Пачкория после реабилитации вернулся в Тбилиси, работал заместителем главного редактора литературного журнала «Цискари» («Заря»). Вернулся и Цыбулевский – больной, так до конца и не сумевший оправиться от лагеря; он займется переводами, издаст тонкую книжку стихов и умрет в сорок семь лет. Окуджава будет его навещать, принимать в Москве, посвятит ему стихи «На фоне Пушкина снимается семейство» и «Былое нельзя воротить». А тогда, в 1948 году, его самого вызовут в НКВД как свидетеля. Следователи уже будут знать, что в философский кружок, изучавший марксистские первоисточники, Окуджава не входил. Показаний на него не было. По свидетельству Ирины Живописцевой, его предупредили: будешь еще собирать у себя людей – возьмем. Поверить в такую доброжелательность следователей 1948 года трудно: скорей Окуджава попросту решил после первого же вызова уехать из города. И покинул Тбилиси на три месяца, уехав к тетке Марии в Москву. Он не взял с собой жену Галину – жить вместе им было бы негде.

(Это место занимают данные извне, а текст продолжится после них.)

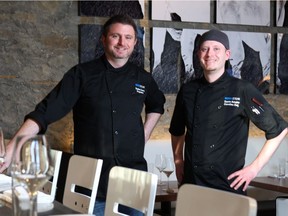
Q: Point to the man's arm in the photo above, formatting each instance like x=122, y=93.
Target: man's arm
x=151, y=120
x=177, y=147
x=245, y=175
x=29, y=127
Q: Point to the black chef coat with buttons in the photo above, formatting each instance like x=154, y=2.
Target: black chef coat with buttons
x=107, y=105
x=216, y=119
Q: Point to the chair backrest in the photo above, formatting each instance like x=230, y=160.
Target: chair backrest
x=51, y=186
x=282, y=206
x=133, y=188
x=83, y=172
x=203, y=201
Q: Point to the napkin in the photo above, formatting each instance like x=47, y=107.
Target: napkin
x=5, y=182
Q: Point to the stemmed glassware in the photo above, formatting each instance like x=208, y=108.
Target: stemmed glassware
x=160, y=164
x=31, y=168
x=170, y=167
x=2, y=147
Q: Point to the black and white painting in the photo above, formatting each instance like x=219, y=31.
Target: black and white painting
x=175, y=61
x=135, y=8
x=245, y=12
x=91, y=46
x=185, y=11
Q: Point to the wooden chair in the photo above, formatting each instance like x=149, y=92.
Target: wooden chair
x=204, y=201
x=83, y=172
x=51, y=186
x=132, y=188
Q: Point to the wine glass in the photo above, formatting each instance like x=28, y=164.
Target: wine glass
x=170, y=167
x=2, y=147
x=31, y=168
x=160, y=164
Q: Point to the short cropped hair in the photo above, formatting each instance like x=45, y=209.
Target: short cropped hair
x=120, y=18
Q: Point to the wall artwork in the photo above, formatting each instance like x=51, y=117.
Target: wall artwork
x=244, y=12
x=91, y=46
x=281, y=13
x=185, y=11
x=109, y=8
x=174, y=58
x=282, y=64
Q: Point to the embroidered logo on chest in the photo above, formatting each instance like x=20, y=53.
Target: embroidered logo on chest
x=232, y=101
x=140, y=88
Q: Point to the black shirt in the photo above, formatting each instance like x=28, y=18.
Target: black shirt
x=216, y=119
x=107, y=105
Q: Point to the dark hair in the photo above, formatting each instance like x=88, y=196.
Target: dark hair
x=120, y=18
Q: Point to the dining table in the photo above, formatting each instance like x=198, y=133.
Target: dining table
x=57, y=209
x=166, y=198
x=271, y=183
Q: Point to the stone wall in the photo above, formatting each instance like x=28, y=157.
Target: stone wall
x=39, y=43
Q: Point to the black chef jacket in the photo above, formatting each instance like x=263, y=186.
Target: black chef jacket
x=107, y=105
x=216, y=119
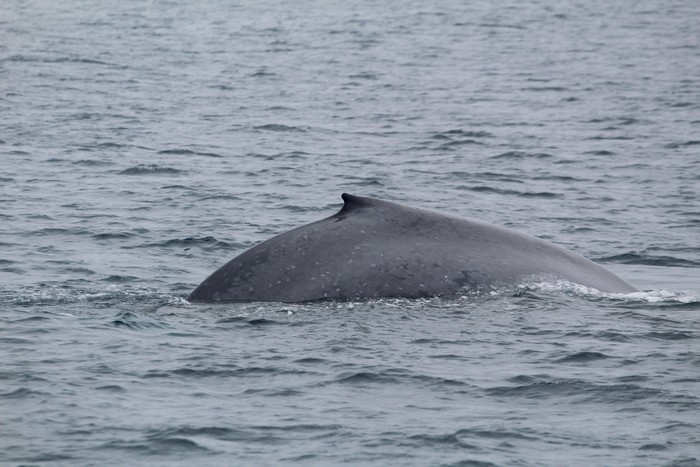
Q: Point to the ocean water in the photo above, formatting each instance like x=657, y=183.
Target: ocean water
x=145, y=143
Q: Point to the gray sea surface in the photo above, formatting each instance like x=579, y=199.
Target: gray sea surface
x=145, y=143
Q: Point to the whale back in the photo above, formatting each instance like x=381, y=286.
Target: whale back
x=373, y=248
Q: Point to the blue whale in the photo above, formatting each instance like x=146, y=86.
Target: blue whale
x=373, y=248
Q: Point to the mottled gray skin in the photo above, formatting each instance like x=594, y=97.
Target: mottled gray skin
x=374, y=248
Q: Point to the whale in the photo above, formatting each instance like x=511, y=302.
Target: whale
x=379, y=249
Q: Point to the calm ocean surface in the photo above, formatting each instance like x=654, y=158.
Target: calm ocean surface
x=145, y=143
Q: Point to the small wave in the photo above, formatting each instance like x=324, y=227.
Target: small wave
x=683, y=144
x=151, y=169
x=59, y=295
x=650, y=296
x=187, y=152
x=189, y=242
x=650, y=260
x=518, y=155
x=134, y=321
x=583, y=357
x=521, y=194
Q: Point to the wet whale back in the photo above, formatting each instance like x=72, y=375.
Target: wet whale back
x=373, y=248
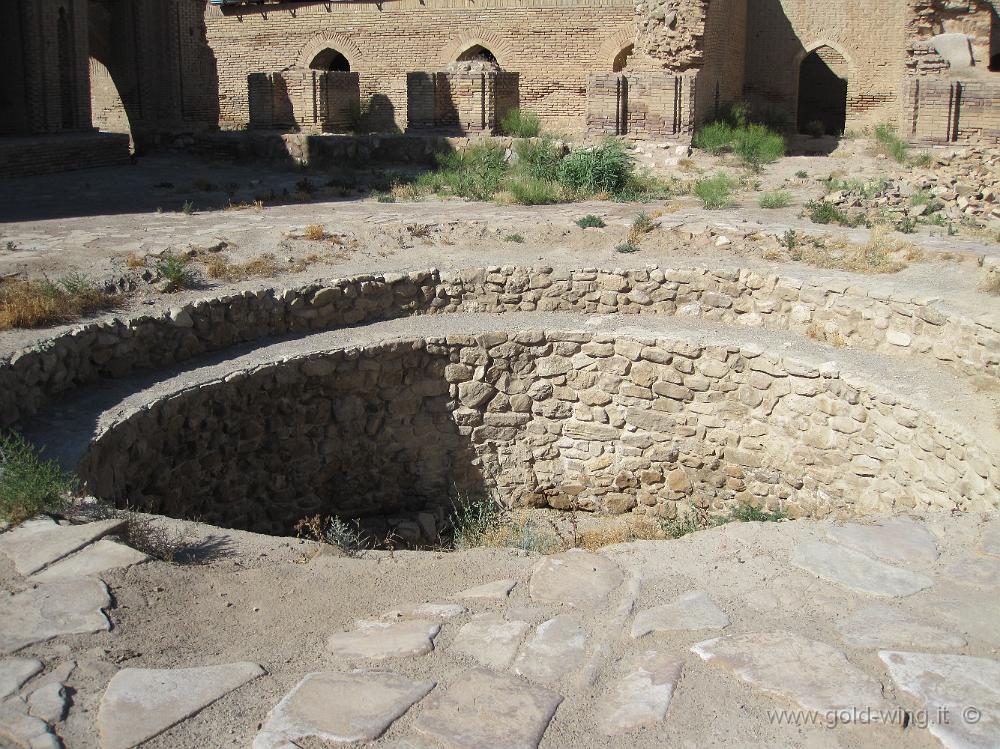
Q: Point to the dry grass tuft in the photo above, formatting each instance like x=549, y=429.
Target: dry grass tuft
x=219, y=268
x=36, y=304
x=315, y=233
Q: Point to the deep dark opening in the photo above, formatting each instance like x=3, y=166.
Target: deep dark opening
x=621, y=59
x=822, y=97
x=67, y=79
x=331, y=60
x=477, y=53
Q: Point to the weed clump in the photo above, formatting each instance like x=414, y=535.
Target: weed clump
x=715, y=192
x=776, y=199
x=29, y=484
x=36, y=304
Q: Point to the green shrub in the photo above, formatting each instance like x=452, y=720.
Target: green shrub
x=590, y=221
x=538, y=158
x=757, y=145
x=777, y=199
x=606, y=168
x=176, y=273
x=533, y=191
x=715, y=137
x=754, y=144
x=891, y=144
x=28, y=484
x=715, y=192
x=520, y=124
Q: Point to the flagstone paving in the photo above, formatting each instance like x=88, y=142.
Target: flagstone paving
x=612, y=639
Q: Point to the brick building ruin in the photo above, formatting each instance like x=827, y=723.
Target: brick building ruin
x=81, y=73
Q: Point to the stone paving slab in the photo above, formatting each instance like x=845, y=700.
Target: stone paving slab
x=989, y=542
x=485, y=710
x=426, y=611
x=342, y=708
x=59, y=608
x=578, y=578
x=141, y=703
x=99, y=557
x=25, y=731
x=887, y=627
x=498, y=589
x=891, y=540
x=783, y=664
x=692, y=610
x=492, y=642
x=39, y=542
x=854, y=570
x=555, y=649
x=963, y=689
x=16, y=671
x=641, y=698
x=378, y=640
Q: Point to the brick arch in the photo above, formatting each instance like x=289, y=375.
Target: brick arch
x=612, y=47
x=498, y=45
x=339, y=42
x=825, y=44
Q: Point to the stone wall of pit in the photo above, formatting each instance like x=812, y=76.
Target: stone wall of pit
x=835, y=312
x=567, y=420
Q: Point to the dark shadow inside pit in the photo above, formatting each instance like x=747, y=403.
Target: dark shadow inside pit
x=369, y=439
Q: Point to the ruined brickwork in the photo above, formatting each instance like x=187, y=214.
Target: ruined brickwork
x=870, y=36
x=552, y=44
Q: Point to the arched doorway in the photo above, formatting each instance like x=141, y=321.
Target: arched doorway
x=477, y=53
x=107, y=108
x=331, y=60
x=823, y=91
x=621, y=59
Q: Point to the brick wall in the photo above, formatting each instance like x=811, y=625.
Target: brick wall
x=653, y=104
x=552, y=44
x=872, y=37
x=946, y=111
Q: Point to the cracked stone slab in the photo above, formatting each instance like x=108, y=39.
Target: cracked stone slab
x=575, y=577
x=556, y=649
x=887, y=627
x=852, y=569
x=99, y=557
x=641, y=698
x=967, y=688
x=989, y=542
x=892, y=540
x=25, y=731
x=491, y=642
x=979, y=572
x=48, y=702
x=141, y=703
x=37, y=543
x=485, y=710
x=693, y=610
x=426, y=611
x=14, y=672
x=377, y=640
x=49, y=610
x=343, y=708
x=498, y=589
x=783, y=664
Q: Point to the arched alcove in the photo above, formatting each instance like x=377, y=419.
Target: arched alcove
x=622, y=58
x=331, y=60
x=477, y=53
x=823, y=80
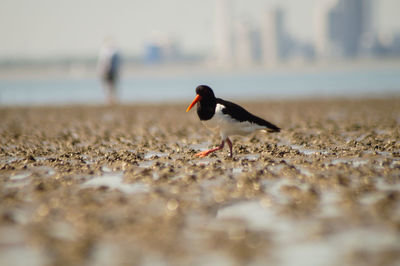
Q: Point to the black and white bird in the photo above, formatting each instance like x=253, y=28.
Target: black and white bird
x=226, y=118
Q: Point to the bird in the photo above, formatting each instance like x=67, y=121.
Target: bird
x=225, y=118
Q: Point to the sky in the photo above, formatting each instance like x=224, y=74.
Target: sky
x=52, y=28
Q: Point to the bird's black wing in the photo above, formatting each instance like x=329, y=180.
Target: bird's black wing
x=239, y=113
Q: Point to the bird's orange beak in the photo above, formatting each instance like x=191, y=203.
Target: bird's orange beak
x=198, y=98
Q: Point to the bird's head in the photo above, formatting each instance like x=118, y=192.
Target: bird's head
x=204, y=94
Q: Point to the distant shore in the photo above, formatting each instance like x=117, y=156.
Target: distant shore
x=87, y=69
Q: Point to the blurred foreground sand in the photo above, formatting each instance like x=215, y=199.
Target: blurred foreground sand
x=87, y=185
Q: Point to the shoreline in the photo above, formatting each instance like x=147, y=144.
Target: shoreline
x=80, y=185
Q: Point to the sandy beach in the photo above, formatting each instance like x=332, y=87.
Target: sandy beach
x=96, y=185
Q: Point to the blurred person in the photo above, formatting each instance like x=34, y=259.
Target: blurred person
x=108, y=68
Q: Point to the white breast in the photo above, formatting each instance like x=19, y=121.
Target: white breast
x=226, y=125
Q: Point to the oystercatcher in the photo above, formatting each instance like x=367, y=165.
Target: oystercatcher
x=226, y=118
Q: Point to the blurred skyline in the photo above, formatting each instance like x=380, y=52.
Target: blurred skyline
x=50, y=29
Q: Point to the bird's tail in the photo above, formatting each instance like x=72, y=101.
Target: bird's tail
x=271, y=127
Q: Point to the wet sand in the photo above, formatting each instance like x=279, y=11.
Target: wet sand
x=91, y=185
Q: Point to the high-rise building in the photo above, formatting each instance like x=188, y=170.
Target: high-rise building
x=342, y=26
x=223, y=33
x=244, y=44
x=272, y=36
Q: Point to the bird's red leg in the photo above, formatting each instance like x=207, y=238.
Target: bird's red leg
x=230, y=146
x=207, y=152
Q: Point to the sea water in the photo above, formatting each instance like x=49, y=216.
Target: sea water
x=361, y=82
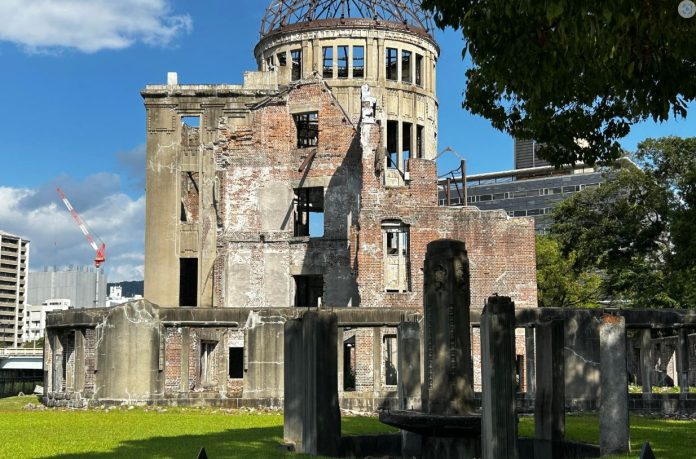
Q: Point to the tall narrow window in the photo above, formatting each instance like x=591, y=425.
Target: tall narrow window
x=308, y=291
x=328, y=62
x=309, y=212
x=419, y=70
x=307, y=125
x=406, y=75
x=188, y=281
x=392, y=64
x=390, y=360
x=342, y=62
x=396, y=257
x=296, y=56
x=392, y=144
x=358, y=62
x=207, y=363
x=420, y=146
x=406, y=144
x=236, y=363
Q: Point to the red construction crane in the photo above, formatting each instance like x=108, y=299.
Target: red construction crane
x=100, y=250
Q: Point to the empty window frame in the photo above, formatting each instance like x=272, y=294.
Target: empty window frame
x=236, y=363
x=396, y=243
x=328, y=61
x=419, y=70
x=406, y=62
x=420, y=146
x=309, y=212
x=188, y=281
x=296, y=57
x=392, y=64
x=207, y=363
x=307, y=125
x=392, y=144
x=308, y=291
x=389, y=347
x=406, y=144
x=358, y=61
x=342, y=61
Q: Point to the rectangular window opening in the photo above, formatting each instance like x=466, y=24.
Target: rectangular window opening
x=328, y=62
x=406, y=76
x=309, y=212
x=358, y=62
x=207, y=362
x=342, y=62
x=406, y=144
x=188, y=282
x=236, y=363
x=308, y=291
x=307, y=125
x=419, y=70
x=392, y=72
x=420, y=146
x=296, y=56
x=392, y=144
x=390, y=360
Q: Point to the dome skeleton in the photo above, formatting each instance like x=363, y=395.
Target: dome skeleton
x=281, y=13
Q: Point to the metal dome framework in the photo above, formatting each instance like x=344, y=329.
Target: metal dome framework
x=286, y=12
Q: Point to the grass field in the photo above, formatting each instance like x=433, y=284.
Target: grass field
x=180, y=433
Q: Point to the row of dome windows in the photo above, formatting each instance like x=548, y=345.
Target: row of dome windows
x=343, y=61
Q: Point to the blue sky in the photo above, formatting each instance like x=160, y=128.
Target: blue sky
x=71, y=73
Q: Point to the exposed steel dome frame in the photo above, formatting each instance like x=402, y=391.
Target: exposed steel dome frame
x=281, y=13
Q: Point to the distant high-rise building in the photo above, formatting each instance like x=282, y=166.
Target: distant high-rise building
x=14, y=265
x=84, y=287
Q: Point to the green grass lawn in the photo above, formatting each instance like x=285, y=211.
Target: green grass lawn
x=180, y=433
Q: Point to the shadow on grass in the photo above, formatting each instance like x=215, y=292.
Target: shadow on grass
x=238, y=443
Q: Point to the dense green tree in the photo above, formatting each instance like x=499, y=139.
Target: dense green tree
x=560, y=284
x=561, y=70
x=636, y=230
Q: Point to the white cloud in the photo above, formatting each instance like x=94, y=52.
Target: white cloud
x=56, y=239
x=89, y=25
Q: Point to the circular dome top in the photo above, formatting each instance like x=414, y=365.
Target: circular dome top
x=281, y=13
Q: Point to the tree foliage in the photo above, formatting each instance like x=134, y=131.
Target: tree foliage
x=636, y=230
x=558, y=71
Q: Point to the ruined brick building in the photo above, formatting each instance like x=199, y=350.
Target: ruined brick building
x=313, y=184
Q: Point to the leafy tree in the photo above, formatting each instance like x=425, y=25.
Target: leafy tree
x=560, y=285
x=636, y=229
x=562, y=70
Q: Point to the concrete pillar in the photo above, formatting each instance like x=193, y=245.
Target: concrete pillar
x=646, y=360
x=311, y=399
x=448, y=383
x=499, y=419
x=409, y=382
x=549, y=409
x=530, y=361
x=613, y=409
x=683, y=361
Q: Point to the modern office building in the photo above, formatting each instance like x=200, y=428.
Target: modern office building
x=14, y=265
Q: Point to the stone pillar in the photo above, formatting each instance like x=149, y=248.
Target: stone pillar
x=499, y=423
x=646, y=360
x=530, y=361
x=683, y=361
x=409, y=383
x=549, y=407
x=613, y=409
x=311, y=399
x=448, y=384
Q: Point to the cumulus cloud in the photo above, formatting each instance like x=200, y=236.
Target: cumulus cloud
x=89, y=25
x=55, y=238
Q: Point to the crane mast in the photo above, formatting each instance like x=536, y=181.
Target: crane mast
x=100, y=256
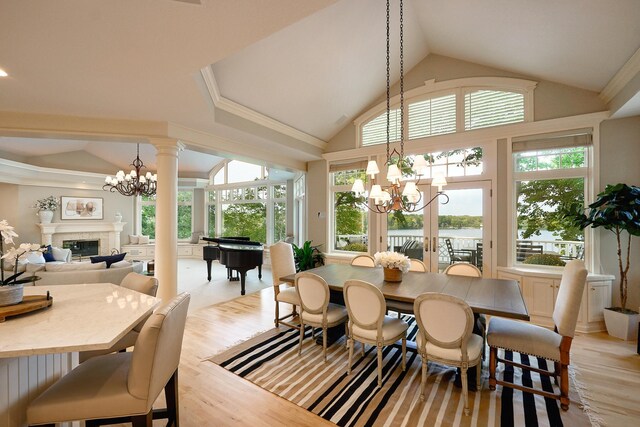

Эти три месяца в Москве, с сентября по декабрь 1948 года, окажутся одним из самых таинственных периодов его биографии. Здесь же случился у него кратковременный роман – молодость брала свое. Избранницу звали Валентиной. Она жила на Арбате, неподалеку от их бывшей квартиры. Ей было двадцать пять. У нее было много кавалеров, но стихов не посвящал никто (она вспоминала, что Булат уже умел играть на гитаре и пел ей песни). Одно стихотворение она помнила всю жизнь:
Сердце свое,
как в заброшенном доме окно,
Запер наглухо,
вот уже нету близко…
И пошел за тобой,
потому что мне суждено,
Мне суждено по свету
тебя разыскивать.
Годы идут,
годы все же бредут,
Верю, верю:
если не в этот вечер,
Тысяча лет пройдет —
все равно найду,
Где-нибудь, на какой-нибудь
улице встречу…
Эта ранняя вещь не печаталась, и сам Окуджава ее забыл накрепко (история была короткая, дальше поцелуев и провожаний дело не пошло). Когда знаменитая телеведущая Валентина Леонтьева в середине девяностых позвала его на свой юбилейный вечер, он был потрясен: «Сколько же лет?!» В 1948-м она как раз заканчивала школу-студию МХАТ и вскоре уехала по распределению в Тамбовский драматический театр.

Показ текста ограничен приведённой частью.